Roy Orbison was born in Vernon and Barack Obama's mother lived there briefly when she was a child. It's about a three-hour drive from Abilene, as well as places like Amarillo, Oklahoma City and Dallas. His mother ("We're real close," he says) works in a bacon factory. He's still close to his dad even though the economy drove him to Florida, where he drives trucks.
Thomsen also grew up there, graduating in the class of '87. "It's small, 12,000 people," he said. "It's a very diverse town. Poor. For the most part there's not a lot of economic opportunity. He grew up in a tough part of the community. It's a football town. People are crazy about football. I enjoyed it there."
Thomsen and Scott left Vernon to lead Abilene to long-forgotten glories in '08. The Wildcats won their first outright Lone Star Conference title since 1973 and posted their first unbeaten regular season in nearly 60 years with Scott taking just two years to shatter the school records it took the legendary Wilbert Montgomery four years to compile.

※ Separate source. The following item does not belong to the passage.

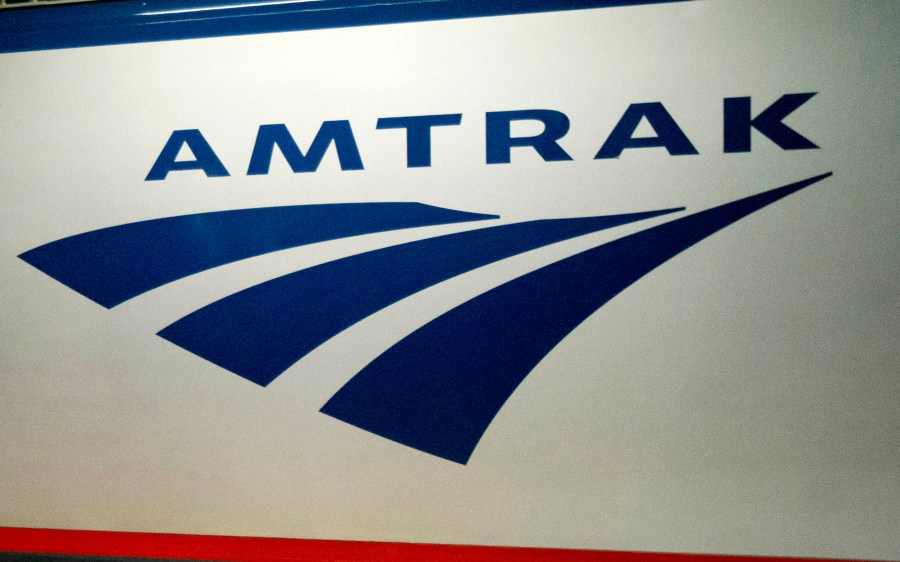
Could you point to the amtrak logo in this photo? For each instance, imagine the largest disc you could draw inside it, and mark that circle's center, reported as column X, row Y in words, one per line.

"The game I remember," Thomsen says, "is the regular season game last year we played in West Texas. We were ranked 3-4 in the county and they had a tough defense, but Bernard went in there and took over the game with over 400 total yards."
The tales that have grown up around Scott are almost as big as Texas.
Casterline hooked up Scott with Cowboys Hall of Famer Randy White for workouts and when they were on the sidelines at the Texas vs. The Nation all-star game, White turned to Casterline and said, "I haven't seen a running back do some of those things since Walter Payton."
Out of that game The National Football Post blogged that Scott had the biggest impact of any prospect and "was brilliant in practice, showing good burst, pad level and agility. In the game Saturday, he was a difference-maker, breaking off two big runs and displaying good vision and cut-back ability inside."
Central Arkansas coach Clint Conque, the guy that canned Scott, also told The Times, "He maybe is one of the best pure running backs as far as balance, skill sets, vision and elusiveness."
And Malone, his quarterback headed to the Bills for a tryout, says, "He's the best athlete I've ever played with. He'll get to play up there. I remember one time against Angelo State in '07 he wasn't getting many yards and I could tell he was frustrated just by his face. Then we ran a little flip to him and he was gone down the sidelines for 80 yards just like that."
But Malone's most indelible memory of Scott is his first.
"We were playing catch out on the field," he says, "and he caught everything. Bad balls. High ones. Great hands."
Bengals running backs coach Jim Anderson likes Scott's vision, his speed, and says "he's got the instincts of a good runner. Throw in the fact he's willing to work at it and now you've got something to work with."
The Bengals usually keep just three running backs, so it is emerging into quite a derby behind Cedric Benson, Scott's Texas soul mate. Although he didn't do it for him, Thomsen is convinced Scott can be an explosive kick returner. He doesn't know about punt return, where the Bengals are giving him a look right now, but Scott is enthusiastically catching them in practice.
"I've got a lot of confidence in my ability. I feel like I can help the running game," Scott said. "And I think I can help on special teams, too. I feel like special teams is probably going to play a big role."
Knock on wood. The Bengals' bid to find a quicksilver change-of-pace back that has been stonewalled with injuries to Chris Perry, DeDe Dorsey and Kenny Irons, may now be on the feet of a guy that never missed a college game because of injury.
"He's got that great vision and a knack for avoiding hits," Thomsen says.
The 25-year-old laughs.
"I haven't taken any hits yet," he says. "I'm fresh."
Fresh enough, he hopes, for a fresh start.